On le voit, des activités de nature « sociale » sont considérées par l’UE comme « économiques ». Les catégories européennes ne reconnaissent aucune pertinence à la notion belge de « non marchand ». De même, le statut de l’entité en droit interne (ASBL, etc.), ou le fait que l’entité ait été créée à des fins lucratives ou non, ne sont pas des critères pertinents du point de vue européen : des ASBL belges sont donc considérées, en droit européen, comme des entreprises « comme les autres », auxquelles doivent s’appliquer les mêmes règles que pour le secteur marchand !

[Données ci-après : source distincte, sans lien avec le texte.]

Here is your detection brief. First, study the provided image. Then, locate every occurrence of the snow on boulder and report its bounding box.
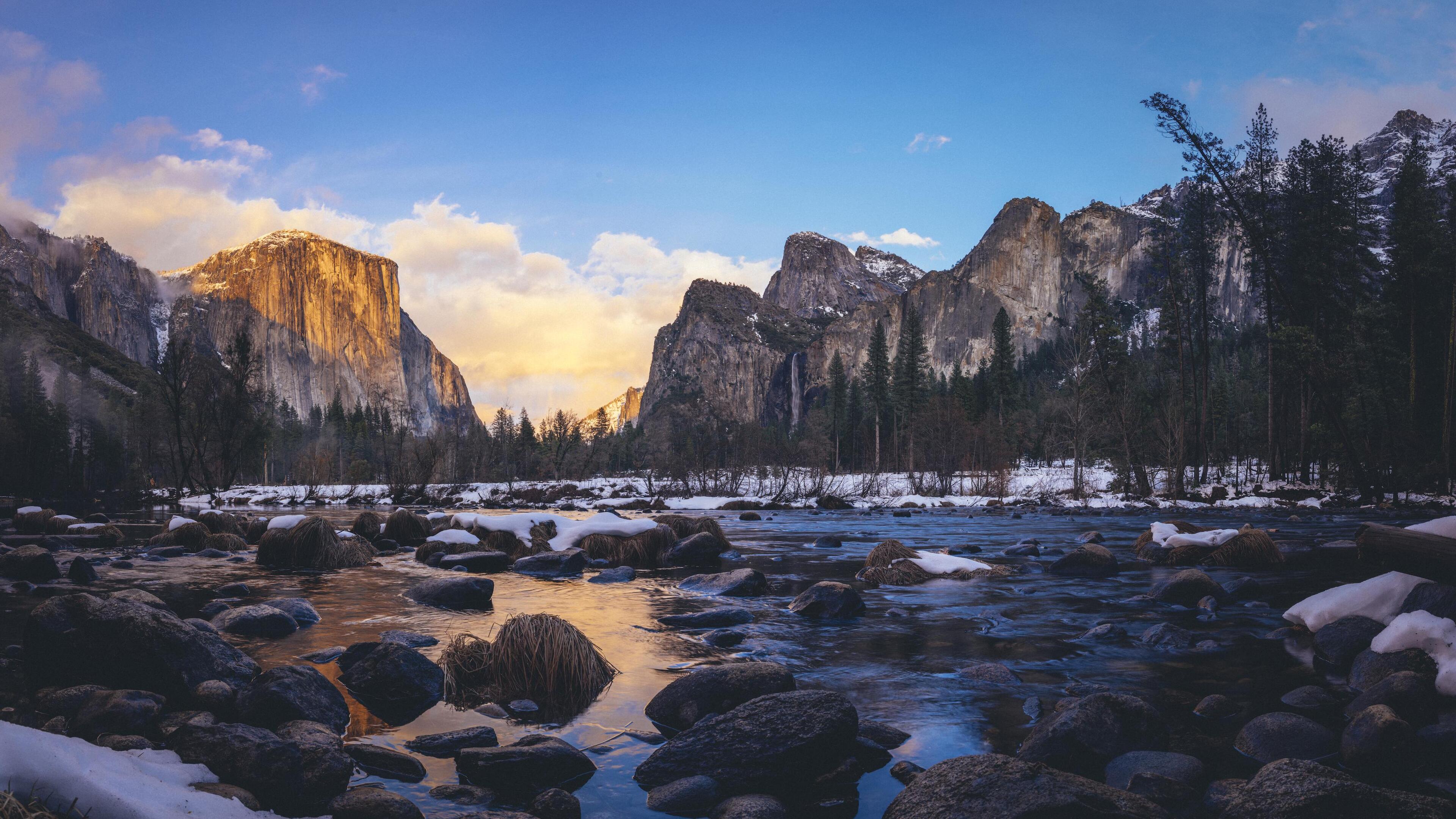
[896,549,992,574]
[1370,610,1456,697]
[425,529,480,546]
[1284,571,1430,631]
[0,721,301,819]
[1406,515,1456,538]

L’Union européenne parle d’ailleurs dans plusieurs textes de « services sociaux d’intérêt général », sans que cela implique automatiquement que ces services soient reconnus comme non économiques. Or, on compte parmi eux, selon la définition que l’UE en donne, les régimes légaux et complémentaires de protection sociale et les autres services essentiels prestés directement à la personne. Ces services jouant un rôle de prévention et de cohésion sociale, ils apportent une aide personnalisée pour faciliter l’inclusion des personnes dans la société et garantir l’accomplissement de leurs droits fondamentaux
[7].
Cependant, bien qu’ils soient plus étroitement associés au secteur marchand, les services dits « d’intérêt économique général », et donc parmi eux certains services dits « sociaux », bénéficient tout de même d’un statut particulier. Ce statut est reconnu à plusieurs endroits du Traité sur le fonctionnement de l’Union européenne, la base juridique de l’UE. Il souligne notamment le large pouvoir discrétionnaire des autorités nationales, régionales, et locales
pour mettre en place de tels services, et l’importance de la qualité
, du caractère abordable
et de la promotion de l’accès universel et des droits des utilisateurs
[8].
La directive Services
Les règlementations étudiées ici obéissent toutes à cette dynamique : (1) remise en cause globale des statuts et des règlementations, et (2) instauration d’un régime d’exceptions permettant, sous certaines conditions, le maintien des financements étatiques. La directive Services, par exemple, vise à libéraliser l’activité économique en permettant aux entreprises européennes de s’établir dans n’importe quel pays de l’UE sans pouvoir en être empêchées par l’État choisi, ce qui diminue fortement la capacité des pouvoirs publics de contrôler la composition des secteurs d’activités présents sur leurs territoires. Le texte devait à l’origine concerner l’ensemble des services sans distinction, mais a fait l’objet de nombreux amendements suite aux importantes contestations pointant les risques de libéralisation et de marchandisation de secteurs protégés.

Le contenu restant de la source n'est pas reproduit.